How Skype modernized its backend infrastructure using Azure Cosmos DB

This is a three-part blog post series about how organizations are using Azure Cosmos DB to meet real world needs, and the difference it’s making to them. In part 1, we explored the challenges Skype faced that led them to take action. In part 2, we examined how Skype implemented Azure Cosmos DB to modernize its backend infrastructure. In this post (part 3 of 3), we cover the outcomes resulting from those efforts.

Note: Comments in italics/parenthesis are the author’s.

The outcomes

Improved throughout, latency, scalability, and more

Using Azure Cosmos DB, Skype replaced three monolithic, geographically isolated data stores with a single, globally distributed user data service that delivers better throughput, lower latencies, and improved availability.
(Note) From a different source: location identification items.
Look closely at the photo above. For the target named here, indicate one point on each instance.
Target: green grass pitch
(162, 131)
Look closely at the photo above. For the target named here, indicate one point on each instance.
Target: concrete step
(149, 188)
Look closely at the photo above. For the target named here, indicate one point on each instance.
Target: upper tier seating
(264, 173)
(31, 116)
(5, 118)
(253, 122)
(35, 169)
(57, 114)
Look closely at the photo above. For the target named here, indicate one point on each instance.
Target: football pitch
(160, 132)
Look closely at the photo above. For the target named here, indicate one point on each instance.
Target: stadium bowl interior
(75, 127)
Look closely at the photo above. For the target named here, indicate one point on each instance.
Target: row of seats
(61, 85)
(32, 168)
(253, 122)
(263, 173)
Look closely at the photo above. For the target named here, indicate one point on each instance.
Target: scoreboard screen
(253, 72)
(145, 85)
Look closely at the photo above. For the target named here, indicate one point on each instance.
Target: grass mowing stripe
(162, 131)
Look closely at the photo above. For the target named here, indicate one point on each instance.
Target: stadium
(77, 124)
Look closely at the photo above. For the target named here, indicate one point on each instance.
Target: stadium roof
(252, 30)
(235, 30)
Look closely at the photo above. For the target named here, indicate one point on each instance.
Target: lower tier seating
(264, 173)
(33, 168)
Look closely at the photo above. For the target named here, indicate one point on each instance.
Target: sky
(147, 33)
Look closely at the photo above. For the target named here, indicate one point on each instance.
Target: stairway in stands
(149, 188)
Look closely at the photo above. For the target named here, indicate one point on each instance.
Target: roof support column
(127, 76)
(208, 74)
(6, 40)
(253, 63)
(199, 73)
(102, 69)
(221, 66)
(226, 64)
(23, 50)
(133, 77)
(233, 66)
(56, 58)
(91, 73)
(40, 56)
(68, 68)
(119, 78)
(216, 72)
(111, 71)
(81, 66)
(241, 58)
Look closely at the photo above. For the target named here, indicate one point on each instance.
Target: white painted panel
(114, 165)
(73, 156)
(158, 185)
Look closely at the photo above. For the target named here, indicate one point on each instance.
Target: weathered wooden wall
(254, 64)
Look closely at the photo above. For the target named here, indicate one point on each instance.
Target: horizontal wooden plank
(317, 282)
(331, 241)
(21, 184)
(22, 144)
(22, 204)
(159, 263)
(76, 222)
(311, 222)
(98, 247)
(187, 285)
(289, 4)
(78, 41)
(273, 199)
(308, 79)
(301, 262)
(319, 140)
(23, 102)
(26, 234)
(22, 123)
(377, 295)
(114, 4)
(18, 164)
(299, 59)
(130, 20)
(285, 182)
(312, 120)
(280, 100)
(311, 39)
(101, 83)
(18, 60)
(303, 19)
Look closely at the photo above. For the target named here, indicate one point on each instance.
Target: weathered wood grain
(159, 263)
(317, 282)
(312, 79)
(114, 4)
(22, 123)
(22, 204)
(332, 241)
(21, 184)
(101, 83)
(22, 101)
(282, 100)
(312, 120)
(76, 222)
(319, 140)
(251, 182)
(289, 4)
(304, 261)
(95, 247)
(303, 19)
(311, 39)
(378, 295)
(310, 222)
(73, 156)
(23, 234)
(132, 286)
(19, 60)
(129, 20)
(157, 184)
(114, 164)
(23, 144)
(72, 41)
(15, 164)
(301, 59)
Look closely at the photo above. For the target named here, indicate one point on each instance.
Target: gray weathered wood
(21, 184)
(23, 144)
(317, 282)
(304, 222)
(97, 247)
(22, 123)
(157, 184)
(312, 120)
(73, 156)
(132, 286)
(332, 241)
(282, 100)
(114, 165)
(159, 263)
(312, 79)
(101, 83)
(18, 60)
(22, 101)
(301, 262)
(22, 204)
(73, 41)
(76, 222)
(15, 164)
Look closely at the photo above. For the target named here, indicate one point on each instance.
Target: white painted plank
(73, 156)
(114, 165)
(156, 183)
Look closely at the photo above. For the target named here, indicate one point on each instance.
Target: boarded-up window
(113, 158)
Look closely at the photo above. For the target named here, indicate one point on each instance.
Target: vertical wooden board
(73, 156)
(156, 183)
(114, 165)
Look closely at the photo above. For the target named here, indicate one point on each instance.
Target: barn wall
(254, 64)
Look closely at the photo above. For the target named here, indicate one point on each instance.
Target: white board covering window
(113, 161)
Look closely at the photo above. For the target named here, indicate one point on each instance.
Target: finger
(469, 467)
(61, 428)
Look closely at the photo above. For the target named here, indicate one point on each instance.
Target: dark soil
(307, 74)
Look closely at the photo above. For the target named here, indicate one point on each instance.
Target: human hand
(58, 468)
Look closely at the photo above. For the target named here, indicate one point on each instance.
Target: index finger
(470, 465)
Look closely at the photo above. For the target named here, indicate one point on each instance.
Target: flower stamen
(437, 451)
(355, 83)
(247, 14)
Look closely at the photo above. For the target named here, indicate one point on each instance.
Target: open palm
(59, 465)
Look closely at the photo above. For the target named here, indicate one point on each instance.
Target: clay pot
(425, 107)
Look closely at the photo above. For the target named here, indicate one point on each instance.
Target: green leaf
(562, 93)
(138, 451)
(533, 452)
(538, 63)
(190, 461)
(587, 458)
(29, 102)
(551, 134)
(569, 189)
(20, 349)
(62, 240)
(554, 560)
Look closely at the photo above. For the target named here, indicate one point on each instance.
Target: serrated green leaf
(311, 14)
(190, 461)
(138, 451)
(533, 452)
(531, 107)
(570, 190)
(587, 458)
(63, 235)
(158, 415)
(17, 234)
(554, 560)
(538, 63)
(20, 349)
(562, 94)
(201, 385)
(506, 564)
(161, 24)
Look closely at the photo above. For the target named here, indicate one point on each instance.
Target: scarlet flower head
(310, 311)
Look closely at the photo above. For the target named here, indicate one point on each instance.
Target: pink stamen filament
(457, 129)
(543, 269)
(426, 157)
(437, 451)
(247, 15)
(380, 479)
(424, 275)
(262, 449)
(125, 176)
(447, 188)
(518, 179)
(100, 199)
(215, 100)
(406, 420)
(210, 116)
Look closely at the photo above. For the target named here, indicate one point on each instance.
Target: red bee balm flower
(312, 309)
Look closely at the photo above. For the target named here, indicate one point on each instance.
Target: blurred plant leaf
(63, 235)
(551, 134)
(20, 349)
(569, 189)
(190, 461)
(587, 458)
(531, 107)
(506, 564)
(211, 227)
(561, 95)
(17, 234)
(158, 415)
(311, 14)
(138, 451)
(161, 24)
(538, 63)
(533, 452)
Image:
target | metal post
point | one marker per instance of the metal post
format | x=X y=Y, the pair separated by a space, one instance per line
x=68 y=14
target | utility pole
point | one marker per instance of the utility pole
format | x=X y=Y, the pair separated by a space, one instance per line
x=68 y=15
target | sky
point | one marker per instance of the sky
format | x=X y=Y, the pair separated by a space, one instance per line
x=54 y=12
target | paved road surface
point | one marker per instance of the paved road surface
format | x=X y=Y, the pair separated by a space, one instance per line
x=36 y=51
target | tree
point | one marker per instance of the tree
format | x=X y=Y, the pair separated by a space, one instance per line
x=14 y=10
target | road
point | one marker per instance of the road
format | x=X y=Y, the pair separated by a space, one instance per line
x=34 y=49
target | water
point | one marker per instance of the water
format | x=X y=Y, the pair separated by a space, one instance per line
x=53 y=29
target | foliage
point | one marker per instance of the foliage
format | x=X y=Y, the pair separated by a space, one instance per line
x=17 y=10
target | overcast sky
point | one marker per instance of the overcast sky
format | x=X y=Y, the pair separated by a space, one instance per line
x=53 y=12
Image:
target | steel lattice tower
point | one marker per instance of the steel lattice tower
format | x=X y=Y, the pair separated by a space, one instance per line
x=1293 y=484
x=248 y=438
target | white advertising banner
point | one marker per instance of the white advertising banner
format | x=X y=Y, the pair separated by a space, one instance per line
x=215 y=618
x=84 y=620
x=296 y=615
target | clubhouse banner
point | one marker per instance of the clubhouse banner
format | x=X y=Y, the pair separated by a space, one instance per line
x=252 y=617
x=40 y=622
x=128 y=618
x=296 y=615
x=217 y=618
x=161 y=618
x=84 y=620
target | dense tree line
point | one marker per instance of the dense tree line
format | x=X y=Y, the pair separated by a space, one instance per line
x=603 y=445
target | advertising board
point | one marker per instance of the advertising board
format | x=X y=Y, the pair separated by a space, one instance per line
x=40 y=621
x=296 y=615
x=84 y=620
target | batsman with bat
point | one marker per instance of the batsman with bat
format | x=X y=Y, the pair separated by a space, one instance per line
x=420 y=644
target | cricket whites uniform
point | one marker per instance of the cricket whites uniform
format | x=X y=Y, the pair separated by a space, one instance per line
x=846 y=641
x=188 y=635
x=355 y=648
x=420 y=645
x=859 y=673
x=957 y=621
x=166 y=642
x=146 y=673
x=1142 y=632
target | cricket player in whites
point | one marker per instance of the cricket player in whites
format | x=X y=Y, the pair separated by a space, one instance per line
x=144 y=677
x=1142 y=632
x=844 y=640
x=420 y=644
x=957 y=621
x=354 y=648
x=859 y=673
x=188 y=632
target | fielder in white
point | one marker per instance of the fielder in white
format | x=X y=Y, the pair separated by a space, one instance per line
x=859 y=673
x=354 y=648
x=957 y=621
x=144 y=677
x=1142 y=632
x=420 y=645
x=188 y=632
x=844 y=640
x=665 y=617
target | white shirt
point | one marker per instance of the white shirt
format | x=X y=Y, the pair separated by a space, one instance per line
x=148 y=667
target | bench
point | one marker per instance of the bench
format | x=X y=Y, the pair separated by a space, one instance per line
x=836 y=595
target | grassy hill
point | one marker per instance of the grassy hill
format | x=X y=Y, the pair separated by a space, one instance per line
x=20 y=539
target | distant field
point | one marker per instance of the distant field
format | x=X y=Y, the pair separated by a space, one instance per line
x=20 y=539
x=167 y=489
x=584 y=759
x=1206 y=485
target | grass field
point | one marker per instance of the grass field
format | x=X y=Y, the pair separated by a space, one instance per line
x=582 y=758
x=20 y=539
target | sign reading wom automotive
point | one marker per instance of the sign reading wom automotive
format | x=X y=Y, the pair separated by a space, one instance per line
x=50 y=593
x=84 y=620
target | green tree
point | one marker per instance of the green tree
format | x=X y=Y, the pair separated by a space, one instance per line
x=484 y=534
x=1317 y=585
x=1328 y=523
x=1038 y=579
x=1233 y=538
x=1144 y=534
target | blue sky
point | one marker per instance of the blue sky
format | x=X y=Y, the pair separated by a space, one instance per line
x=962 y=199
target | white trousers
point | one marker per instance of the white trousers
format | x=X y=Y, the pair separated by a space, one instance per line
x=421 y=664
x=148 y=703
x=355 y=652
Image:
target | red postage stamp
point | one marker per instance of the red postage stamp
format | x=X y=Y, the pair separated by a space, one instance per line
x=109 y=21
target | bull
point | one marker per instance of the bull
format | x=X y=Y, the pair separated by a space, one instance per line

The new PCS service can elastically scale on demand to handle to handle future growth, and gives the Skype team ownership of its data without the burden of maintaining its own infrastructure—all at less than half what it cost to maintain the old PCS system. Development of the solution was fast and straightforward thanks to the extensive functionality provided by Azure Cosmos DB and the fact that it’s a fully-hosted service.

Better throughout and lower latencies

Compared to the old solution, the new PCS service is delivering improved throughput and lower latency—in turn enabling the Skype team to easily meet all its SLAs. “Easy geographic distribution, as enabled by Azure Cosmos DB, was a key enabler in making all this possible,” says Kaduk. “For example, by enabling us to put data closer to where its users are, in Europe, we’ve been able to significantly reduce the time required for the permission service that’s used to setup a call—and meet our overall one-second SLA for that task.”

Higher availability

The new PCS service is supporting its workload without timeouts, deadlocks, or quality-of-service degradation—meaning that users are no longer inconvenienced with bad data or having to wait. And because the service runs on Azure Cosmos DB, the Skype team no longer needs to worry about the availability of the underlying infrastructure upon which its new PCS service runs.

“Azure Cosmos DB provides a 99.999 percent read availability SLA for all multiregion accounts, with built-in helps protect against the unlikely event of a regional outage,” says Kaduk. “We can prioritize failover order for our multiregion accounts and can even manually trigger failover to test the end-to-end availability of our app—all with guaranteed zero data-loss.”

Elastic scalability

With Azure Cosmos DB, the Skype team can independently and elastically scale storage and throughput at any time, across the globe. All physical partition management required to scale is fully managed by Azure Cosmos DB and is transparent to the Skype team. Azure Cosmos DB handles the distribution of data across physical and logical partitions and the routing of query requests to the right partition—all without compromising availability, consistency, latency, or throughput. All this enables the team to pay for only the storage and throughput it needs today, and to avoid having to invest any time, energy, or money in spare capacity before it’s needed.

“The ability of Azure Cosmos DB to scale is obvious,” says Kaduk. “We planned for 100 terabytes of data 18 months ago and are already at 140 terabytes, with no major issues handling that growth.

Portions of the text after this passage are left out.